Changes in environmental parameters, such as moisture content, temperature, pH and aerobicity, are a common occurrence in soils by weather and field management for better crop production at a scale from days, months, seasons to years, which may induce lytic life cycles to lysogens in soils. In paddy field ecosystems, flooding the fields makes the soils anaerobic. Microorganisms in soil adapt to such environmental fluctuations by changing their physiology, for example, aerobic respiration under oxic conditions and denitrification under anoxic conditions for denitrifiers. A change in the physiology of the hosts may result in a change in the surface property of the host cells and the infectivity of viruses may change accordingly (Archibald and Coapes 1976). Ecological studies on viral infection to hosts according to the physiological states of those hosts may be an interesting subject for soil virologists. In addition, phages of anaerobic bacteria, such as methanogens, have not been given much attention in past studies.

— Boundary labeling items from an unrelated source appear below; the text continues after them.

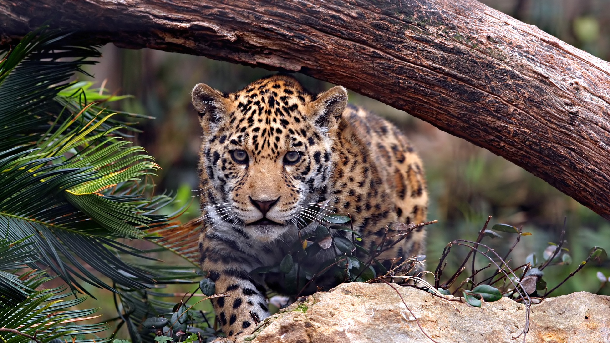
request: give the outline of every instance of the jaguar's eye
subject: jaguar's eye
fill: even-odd
[[[248,153],[245,150],[232,150],[231,157],[233,161],[240,164],[248,163]]]
[[[289,151],[284,155],[284,164],[295,164],[301,161],[301,154],[298,151]]]

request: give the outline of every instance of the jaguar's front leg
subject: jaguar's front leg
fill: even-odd
[[[214,342],[230,342],[252,333],[258,323],[269,316],[265,290],[246,269],[215,264],[204,262],[203,268],[216,284],[216,294],[229,296],[211,299],[216,320],[226,335]]]

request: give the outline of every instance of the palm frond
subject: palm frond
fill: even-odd
[[[174,224],[146,230],[152,242],[199,266],[199,234],[203,225],[196,218],[182,225]]]
[[[43,336],[45,341],[76,332],[80,334],[105,330],[102,324],[75,324],[91,319],[90,315],[96,311],[70,309],[86,297],[66,299],[74,292],[59,294],[63,291],[61,287],[36,291],[51,278],[44,271],[27,270],[26,264],[32,262],[31,259],[36,254],[31,248],[32,244],[25,240],[0,239],[0,327],[34,337]],[[26,336],[11,332],[0,332],[0,338],[11,343],[29,341]]]
[[[81,284],[86,283],[115,292],[121,325],[126,324],[132,341],[152,341],[142,334],[146,331],[142,320],[167,312],[173,304],[151,298],[147,290],[194,283],[200,277],[196,223],[179,228],[167,223],[157,211],[171,197],[144,195],[152,188],[145,181],[159,166],[125,138],[137,131],[133,118],[149,117],[108,110],[101,104],[121,96],[93,88],[90,82],[68,82],[82,71],[81,66],[93,63],[87,58],[99,56],[95,46],[71,40],[71,33],[42,28],[0,53],[0,237],[20,243],[17,250],[5,251],[0,244],[0,259],[12,256],[0,262],[0,323],[28,334],[37,331],[45,340],[70,330],[79,334],[103,330],[101,324],[59,325],[92,313],[59,309],[80,303],[84,297],[66,297],[87,293]],[[123,258],[155,259],[119,239],[165,233],[171,234],[171,242],[159,244],[195,266],[151,266]],[[24,264],[46,270],[31,272],[22,280],[12,269]],[[63,279],[71,292],[33,291],[49,275]],[[1,334],[5,341],[27,339]]]
[[[87,102],[90,84],[67,82],[100,56],[71,33],[41,29],[0,62],[0,237],[27,242],[37,253],[30,267],[73,289],[84,292],[84,281],[116,291],[83,261],[118,284],[145,288],[158,275],[123,262],[107,242],[142,239],[142,229],[165,220],[149,199],[124,192],[145,190],[143,176],[159,167],[121,138],[124,121]]]

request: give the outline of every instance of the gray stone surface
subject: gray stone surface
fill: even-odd
[[[525,306],[503,298],[481,308],[394,285],[424,330],[439,342],[522,342]],[[453,306],[452,306],[453,305]],[[455,306],[454,308],[453,306]],[[533,305],[528,342],[610,343],[610,297],[578,292]],[[237,343],[430,343],[386,284],[340,285],[297,301]]]

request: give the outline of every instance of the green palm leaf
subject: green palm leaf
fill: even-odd
[[[159,275],[123,262],[107,242],[141,239],[142,228],[164,221],[149,199],[124,192],[145,190],[142,177],[158,166],[121,138],[117,115],[86,103],[95,98],[90,84],[66,82],[100,56],[71,33],[40,29],[0,62],[0,235],[24,240],[37,253],[30,266],[73,289],[84,281],[116,291],[81,261],[118,284],[145,288]]]
[[[115,292],[120,325],[126,325],[132,341],[152,341],[140,334],[142,320],[170,311],[173,304],[149,299],[147,289],[192,283],[198,268],[151,267],[121,258],[150,259],[146,251],[118,239],[158,238],[163,231],[157,229],[168,225],[156,211],[172,198],[143,195],[152,188],[143,180],[159,167],[125,139],[137,131],[132,118],[145,116],[107,110],[90,101],[121,97],[92,89],[90,82],[68,82],[82,65],[93,63],[86,59],[99,56],[95,46],[71,40],[71,34],[43,28],[12,51],[0,51],[0,237],[20,242],[17,250],[5,251],[0,244],[0,259],[12,256],[0,262],[0,326],[29,334],[38,330],[45,341],[70,330],[79,334],[102,330],[101,325],[56,325],[92,313],[52,312],[82,301],[66,297],[86,292],[81,284],[86,283]],[[172,250],[185,256],[188,251],[193,261],[194,246],[188,244]],[[47,272],[21,280],[12,268],[23,264]],[[112,282],[104,282],[90,267]],[[49,274],[63,279],[72,292],[32,291]],[[28,339],[0,334],[11,342]]]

In soils, there are “hot spots” for microorganisms where they proliferate very actively. They are the habitats around plant roots (rhizosphere) and plant residues, where lytic life may be favorable for viruses (r-strategic). This is because the turnover time of hosts is short enough for lytic life of viruses, within a few days, and specific hosts grow preferentially. The application of organic fertilizers, such as composts, may afford additional hot spots to soil inhabitants. As it is well known that microorganisms in the rhizosphere and plant residues are different from those in bulk soil, the phylogenetic positions of the viruses infecting them may be different.

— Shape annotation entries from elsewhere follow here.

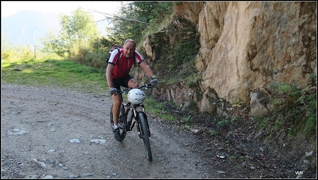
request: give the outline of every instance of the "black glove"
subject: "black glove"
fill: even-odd
[[[150,81],[150,83],[154,85],[157,85],[157,84],[158,84],[158,80],[157,79],[154,79]]]
[[[112,95],[117,93],[118,90],[118,89],[114,87],[111,87],[109,89],[109,92],[110,92],[110,94],[111,94]]]

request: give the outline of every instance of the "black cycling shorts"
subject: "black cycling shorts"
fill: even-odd
[[[114,84],[114,88],[117,89],[120,89],[120,86],[128,88],[128,81],[130,79],[133,79],[134,77],[128,74],[127,76],[122,78],[115,79],[113,78],[113,84]]]

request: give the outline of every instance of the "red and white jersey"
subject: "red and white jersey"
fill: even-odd
[[[139,64],[144,61],[141,55],[136,51],[135,51],[135,58],[134,60],[133,56],[131,58],[126,58],[123,55],[124,50],[123,49],[120,49],[119,50],[119,54],[118,54],[118,50],[113,51],[108,60],[108,63],[115,65],[112,73],[113,78],[115,79],[121,78],[128,75],[130,69],[134,64],[134,61],[136,61]],[[119,59],[118,61],[116,61],[118,56]]]

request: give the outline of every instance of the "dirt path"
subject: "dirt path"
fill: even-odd
[[[112,102],[90,93],[1,84],[1,178],[281,177],[251,162],[253,150],[240,142],[204,139],[151,115],[149,162],[136,127],[123,142],[115,140]],[[233,153],[241,159],[229,158]],[[296,177],[288,171],[286,178]]]

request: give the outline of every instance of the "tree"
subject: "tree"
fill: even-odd
[[[3,33],[1,32],[1,59],[6,60],[12,51],[12,43],[6,36],[6,28]]]
[[[71,54],[76,57],[81,49],[89,49],[89,44],[93,43],[99,33],[92,16],[80,8],[72,15],[62,14],[60,18],[62,28],[57,36],[51,32],[41,38],[42,51],[72,60]]]
[[[110,38],[120,43],[129,38],[140,42],[150,29],[158,26],[165,15],[169,15],[173,12],[173,2],[134,1],[123,4],[117,15],[121,18],[113,19],[113,27],[107,28]],[[124,19],[134,19],[146,23]]]
[[[73,47],[86,46],[99,34],[91,15],[80,8],[76,10],[72,16],[61,15],[60,24],[60,36],[69,58]]]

Microbial communities in soil are different from those in aquatic environments. For example, Synechococcus and Prochlorococcus occupy a large proportion of the prokaryote communities in the sea, but they are absent in communities in soil environments (Kimura 2005). Gram-positive bacteria account for most of the culturable soil bacteria (Lochhead 1940), whereas Gram-negative bacteria predominate in the hydrosphere such as groundwater, springs, streams and lakes (Rheinheimer 1974). It is well known that less than 1% of the cells observed by direct counting are generally recovered using standard cultivation methods (Amann et al. 1995). The advent of molecular phylogenetic analysis enables a diversity analysis of the unculturable majority in the environment, resulting in elucidation of the high divergence of microbial communities in soil and marine environments and of the marked differences in community structure between them (e.g. Liles et al. 2003; Torsvik et al. 1990; Venter et al. 2004). These findings expect the existence of novel viruses with novel genes characteristic to soil environments. The finding of novel clades of g23 genes from a paddy field may support this inference (Jia et al. 2007).

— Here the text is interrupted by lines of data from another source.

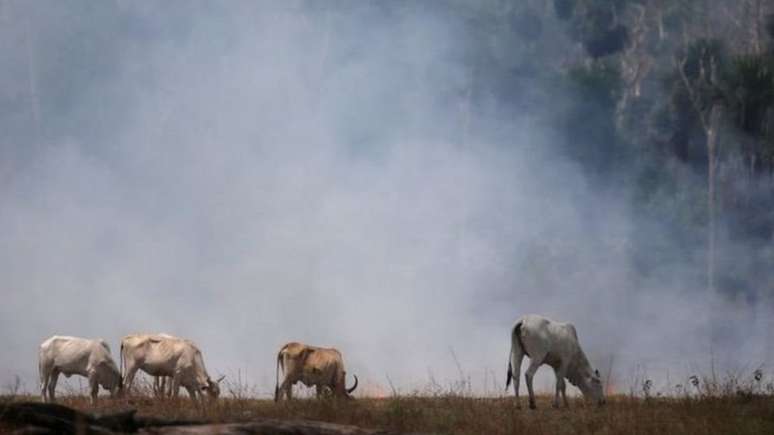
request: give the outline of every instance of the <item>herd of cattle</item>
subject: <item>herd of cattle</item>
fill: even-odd
[[[532,380],[537,369],[547,364],[556,375],[554,406],[564,405],[565,378],[577,386],[583,395],[598,404],[604,403],[599,372],[592,370],[580,347],[575,327],[571,323],[552,321],[530,314],[519,318],[511,329],[511,352],[508,362],[506,389],[513,378],[516,403],[519,404],[519,373],[524,357],[530,359],[525,372],[530,408],[535,408]],[[54,401],[54,391],[60,374],[84,376],[89,381],[92,403],[96,403],[99,387],[111,395],[129,394],[138,370],[154,377],[154,390],[163,396],[177,397],[180,387],[188,391],[195,402],[204,398],[217,399],[223,376],[213,380],[204,366],[202,353],[194,342],[169,334],[134,334],[121,340],[121,368],[111,356],[110,346],[102,339],[86,339],[55,335],[40,345],[38,369],[40,392],[44,402]],[[279,382],[279,372],[283,380]],[[515,373],[515,375],[514,375]],[[277,353],[274,400],[284,394],[292,398],[292,387],[302,382],[314,386],[317,396],[332,394],[350,398],[357,388],[347,388],[346,371],[341,353],[332,348],[287,343]]]

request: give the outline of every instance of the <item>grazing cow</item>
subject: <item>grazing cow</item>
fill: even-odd
[[[121,340],[121,365],[124,368],[124,387],[128,392],[137,370],[155,377],[169,377],[171,394],[177,397],[183,386],[192,400],[202,399],[206,393],[211,400],[220,395],[220,381],[213,381],[204,367],[202,353],[196,345],[167,334],[127,335]]]
[[[97,402],[99,386],[115,395],[121,388],[121,374],[102,339],[90,340],[55,335],[40,345],[38,360],[40,394],[44,402],[55,400],[59,374],[81,375],[89,379],[91,403]]]
[[[279,384],[280,368],[284,374],[282,385]],[[298,381],[307,387],[314,385],[317,388],[317,397],[322,395],[325,388],[329,388],[334,396],[351,399],[350,394],[357,388],[357,376],[355,376],[355,385],[349,389],[344,385],[345,377],[344,360],[338,350],[288,343],[277,353],[277,383],[274,386],[274,400],[280,400],[283,392],[290,400],[293,385]]]
[[[578,342],[578,334],[571,323],[560,323],[543,316],[530,314],[516,321],[511,331],[511,359],[508,362],[508,375],[505,388],[511,383],[516,393],[516,404],[519,403],[519,373],[521,360],[524,356],[530,358],[524,378],[529,392],[529,407],[535,409],[535,393],[532,390],[532,378],[538,367],[548,364],[556,374],[556,394],[554,407],[559,406],[559,394],[562,394],[564,406],[567,405],[564,379],[578,387],[584,397],[598,404],[604,404],[602,382],[599,371],[591,370],[591,365]]]

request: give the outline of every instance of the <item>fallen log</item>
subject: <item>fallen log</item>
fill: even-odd
[[[211,424],[137,417],[130,409],[112,414],[88,414],[55,403],[18,402],[0,405],[0,427],[17,434],[124,434],[145,435],[391,435],[394,432],[363,429],[312,420],[254,419],[240,423]]]

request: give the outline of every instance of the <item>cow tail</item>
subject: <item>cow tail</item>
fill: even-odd
[[[46,372],[43,369],[43,358],[38,359],[38,375],[40,376],[40,391],[46,388]]]
[[[277,352],[277,372],[276,372],[276,377],[275,377],[275,380],[274,380],[274,401],[279,400],[279,369],[280,369],[280,366],[282,366],[282,371],[283,372],[285,371],[284,364],[282,364],[282,351],[283,350],[285,350],[284,347],[282,349],[280,349],[279,352]]]
[[[121,340],[121,349],[118,357],[121,358],[118,364],[118,374],[121,376],[121,385],[124,384],[124,371],[126,371],[126,355],[124,354],[124,340]]]
[[[513,350],[511,350],[513,353]],[[511,378],[513,377],[513,367],[511,367],[511,357],[508,357],[508,374],[505,377],[505,391],[508,391],[508,387],[511,386]]]
[[[516,338],[516,343],[513,341],[514,337]],[[511,364],[511,359],[513,359],[514,345],[518,346],[522,353],[529,356],[527,350],[524,348],[524,343],[521,341],[521,321],[516,323],[516,326],[513,327],[513,333],[511,334],[511,353],[508,354],[508,373],[505,378],[506,390],[508,390],[508,387],[511,385],[511,379],[513,378],[513,364]]]

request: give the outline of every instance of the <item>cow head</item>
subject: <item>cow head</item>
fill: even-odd
[[[583,396],[593,400],[598,405],[605,404],[605,394],[602,389],[602,379],[599,376],[599,370],[594,370],[593,373],[589,373],[581,379],[578,384]]]
[[[201,390],[202,393],[206,393],[207,396],[209,396],[210,400],[215,400],[220,396],[220,382],[226,377],[226,375],[223,375],[219,377],[216,380],[212,380],[209,377],[207,378],[207,384],[202,385]]]

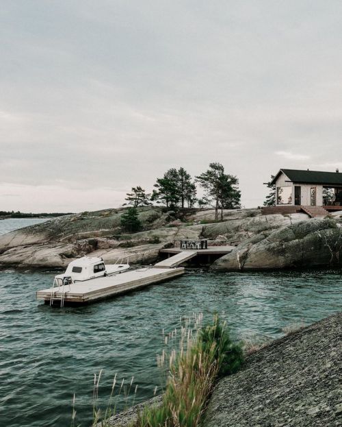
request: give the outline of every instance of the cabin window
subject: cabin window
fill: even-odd
[[[292,187],[277,187],[277,204],[291,205],[292,204]]]
[[[104,271],[106,269],[104,264],[97,264],[94,266],[94,273],[99,273],[100,271]]]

As a first step in the third age of virus ecology in soils, the development of reliable extraction methods of viruses is an immediate necessity. It is a prerequisite for evaluating the contribution of soil viruses to global biogeochemical nutrient cycles. At the same time, soil microbiologists need to redirect their interest to synecology of viral communities from autecology of specific viruses. The methodologies for the community analysis are common and familiar to soil microbiologists, for example, molecular approaches to conserved structure/functional genes of specific viral groups. Phylogenetic study on viral communities in soils is important to assess horizontal gene transfer on a global scale. Detection of comparable genes in soils to those found in aquatic environments expands the gene transfer from the scale within aquatic environments to the whole planet. Thus, the third age of virus ecology in oceanography and limnology invites soil microbiologists to cooperate together to elucidate pertinent global issues in biogeochemistry and evolution biology.


The authors sincerely thank Professor Guenther Stotzky, New York University, for his invaluable and inspiring comments and his incredibly patient English correction of our manuscript. Without his encouragement, this manuscript would not have been accomplished.